Кардиолог Лилька пожала плечами.
— Правильно-правильно, — сказал я. — Холодная война была в первую голову идеологическое явление, и уже во вторую — экономическое и все такое. Все это понимали. Но наша идеология не была завязана на реальность и на романтику, а американская была. И вот вам результат. А сейчас, как ни крути, тоже холодная война. И мы опять утыкаемся в ту же стенку. А выход рядом.
— То есть ты предлагаешь снять «Брат-3» и сериал «Россия» с грамматическими ошибками в названии? — спросил Аскар.
— Да хотя бы! И я не то чтобы предлагаю. Это уже происходит явочным порядком. Война-то уже идет. Она очень холодная как бы, но это война. По-любому.
Ильяс сел прямо, уперев руки в колени, и, не обращая внимания на всполошившуюся Данию, сбивчиво, но вполне внятно заговорил, глядя мне в нос (веки у него после двух рюмок не поднимались в принципе, а сегодня этих рюмок упало внутрь Ильяса куда больше, чем две):
— Айрат, не надо вот про это. Вообще говорить не надо, пожалуйста, Айрат. Накаркаешь потому что, вы это умеете. А войну нам нельзя, понял? Все можно, но только не войну.

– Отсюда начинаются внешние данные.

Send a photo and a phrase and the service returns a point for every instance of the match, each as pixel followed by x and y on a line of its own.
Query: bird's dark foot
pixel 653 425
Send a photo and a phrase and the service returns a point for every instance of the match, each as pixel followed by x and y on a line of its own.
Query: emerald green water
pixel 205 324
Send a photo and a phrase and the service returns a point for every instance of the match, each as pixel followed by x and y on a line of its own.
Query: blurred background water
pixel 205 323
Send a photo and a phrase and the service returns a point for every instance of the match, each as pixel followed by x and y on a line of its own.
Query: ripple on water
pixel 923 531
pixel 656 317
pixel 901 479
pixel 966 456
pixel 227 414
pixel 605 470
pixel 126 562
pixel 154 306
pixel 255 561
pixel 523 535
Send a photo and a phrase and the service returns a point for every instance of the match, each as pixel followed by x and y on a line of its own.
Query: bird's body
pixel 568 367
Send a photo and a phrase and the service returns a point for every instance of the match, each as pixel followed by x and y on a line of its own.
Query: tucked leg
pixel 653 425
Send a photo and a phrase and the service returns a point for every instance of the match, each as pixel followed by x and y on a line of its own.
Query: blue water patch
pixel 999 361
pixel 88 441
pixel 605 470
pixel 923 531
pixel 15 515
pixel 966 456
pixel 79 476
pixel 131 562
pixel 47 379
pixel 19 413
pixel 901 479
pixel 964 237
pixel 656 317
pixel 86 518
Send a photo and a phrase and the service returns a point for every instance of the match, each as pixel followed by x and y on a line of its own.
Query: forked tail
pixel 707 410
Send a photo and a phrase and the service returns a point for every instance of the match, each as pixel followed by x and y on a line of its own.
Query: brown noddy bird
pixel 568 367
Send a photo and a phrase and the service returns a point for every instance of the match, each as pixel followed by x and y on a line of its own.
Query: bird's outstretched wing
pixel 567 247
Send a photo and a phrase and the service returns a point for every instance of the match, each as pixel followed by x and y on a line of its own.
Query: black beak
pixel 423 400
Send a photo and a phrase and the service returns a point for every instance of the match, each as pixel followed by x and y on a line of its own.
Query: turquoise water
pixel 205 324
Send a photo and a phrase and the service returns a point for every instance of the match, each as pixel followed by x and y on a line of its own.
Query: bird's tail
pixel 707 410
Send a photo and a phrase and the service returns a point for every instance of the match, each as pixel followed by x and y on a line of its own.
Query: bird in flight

Я хотел пошутить на тему «Пусть горит там что попало, лишь бы не было войны», но, к счастью, не успел. Ильяс продолжил:
— В России, Айрат, инсулин не делают, никакой. Весь инсулин, Айрат, покупают за границей. Свиной и так далее. В Америке там, Германии. У нас все заводы закрыли. Специально. В Майкопе хотели, русский инсулин там, и все украли. Теперь, Айрат, нет вообще. И если будет война, то инсулина не будет. Тогда все.
Повисла тяжелая пауза. Мне было так неудобно, что пальцы ног в кулак сжались, и стыдно перед всеми, а особенно перед Аскаром — испортил ему день рождения.
— Да загнул я. Не будет никакой войны, Ильяс, — неловко сказал я Ильясу, который опять молчал, прикрыв глаза и чуть поматывая головой. — Не будет, что ты.
— Ужасы какие вы говорите, — воскликнула Ильмира. — Дураки какие-то совсем. Давайте уже чай пить.
Все одобрительно зашумели, а Аскар закричал:
— Какой чай! Водка недоедена!
И тут поясницу мне защекотал сотовый. Я недоверчиво посмотрел на часы, потом на высветившийся номер. Действительно без десяти одиннадцать, и звонил действительно ненаглядный мой Ильдар Саматович. Звонил, чтобы пригласить меня завтра не на футбол какой, как Шелленберг Штирлица, а просто к президенту Республики Татарстан Магдиеву Танбулату Каримовичу.
4
— С нас, брат, не что возьмешь! — говорили другие.
— Мы не то что прочие, которые телом обросли! Нас, брат, и уколупнуть негде!
И упорно стояли при этом на коленях.